En ce jour anniversaire de la naissance de Charles Darwin (le 12 février 1809), je songe à la chronique, drôle mais sérieuse, délivrée par Sophia Aram le 10 février sur la radio France Inter, notamment à ce passage croustillant :
« si Darwin avait « « « respecté » » » les croyances de son époque, il se serait contenté de relire la Genèse jusqu’à ce que les dinosaures s’excusent eux-mêmes de ne pas être créationnistes. A l’heure qu’il est, Salman Rushdie réciterait des versets du Coran à la mosquée d’Al-Azhar plutôt que de vivre sous la menace des religieux qui dénoncent toujours son manque de respect » (à 1m07).
Si le rire jaune que doit susciter l’écoute de ce passage concernant Salman Rushdie me parait assez évident (on a peine à décider ce qui vaut mieux entre le respect et l’irrespect), il me semble intéressant de revenir une minute sur le cas de Charles Darwin.

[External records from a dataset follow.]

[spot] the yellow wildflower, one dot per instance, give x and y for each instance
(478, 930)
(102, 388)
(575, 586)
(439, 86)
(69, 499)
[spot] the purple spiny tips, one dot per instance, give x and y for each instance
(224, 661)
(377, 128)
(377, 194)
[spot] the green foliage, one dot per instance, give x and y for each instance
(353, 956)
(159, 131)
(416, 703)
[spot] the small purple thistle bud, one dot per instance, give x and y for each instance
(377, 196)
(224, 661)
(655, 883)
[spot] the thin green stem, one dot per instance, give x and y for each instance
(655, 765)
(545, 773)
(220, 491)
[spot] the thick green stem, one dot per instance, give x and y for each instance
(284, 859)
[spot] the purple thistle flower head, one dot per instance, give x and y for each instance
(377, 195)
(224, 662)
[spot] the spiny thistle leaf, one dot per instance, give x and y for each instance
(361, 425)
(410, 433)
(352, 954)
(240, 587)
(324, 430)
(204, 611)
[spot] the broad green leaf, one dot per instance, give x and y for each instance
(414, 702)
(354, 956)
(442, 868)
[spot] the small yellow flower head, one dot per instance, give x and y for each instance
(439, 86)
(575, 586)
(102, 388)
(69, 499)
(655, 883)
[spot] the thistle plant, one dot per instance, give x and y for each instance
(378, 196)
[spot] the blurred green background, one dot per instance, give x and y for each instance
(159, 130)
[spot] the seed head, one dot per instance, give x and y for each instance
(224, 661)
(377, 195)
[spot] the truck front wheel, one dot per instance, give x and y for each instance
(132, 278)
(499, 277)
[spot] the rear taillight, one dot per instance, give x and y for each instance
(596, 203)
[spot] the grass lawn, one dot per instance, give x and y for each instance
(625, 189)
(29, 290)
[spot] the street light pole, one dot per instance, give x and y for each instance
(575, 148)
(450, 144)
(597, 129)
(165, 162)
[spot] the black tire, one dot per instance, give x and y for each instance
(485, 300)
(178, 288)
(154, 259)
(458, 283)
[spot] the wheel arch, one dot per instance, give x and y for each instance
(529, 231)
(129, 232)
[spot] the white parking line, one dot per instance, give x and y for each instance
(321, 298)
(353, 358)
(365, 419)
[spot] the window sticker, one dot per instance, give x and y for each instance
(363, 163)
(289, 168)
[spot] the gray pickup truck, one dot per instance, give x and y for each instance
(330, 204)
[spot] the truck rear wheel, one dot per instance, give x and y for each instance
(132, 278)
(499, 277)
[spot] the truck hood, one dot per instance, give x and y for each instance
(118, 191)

En effet, une certaine asymétrie semble distinguer l’effet de l’irrespect sur la vie et la production de chacun des deux hommes dans cette chronique. Sans irrespect, Salman Rushdie n’aurait pas eu la production littéraire qu’on lui connait. Mais il ne serait également pas menacé de mort et contraint de vivre protégé et caché pour cette même raison. De son côté, Darwin sans irrespect n’aurait pas eu la production scientifique qu’on lui connait. Mais s’il n’a semble-t-il pas fait l’objet de fatwa, son irrespect n’a pas pour autant échappé à toutes formes de contraintes.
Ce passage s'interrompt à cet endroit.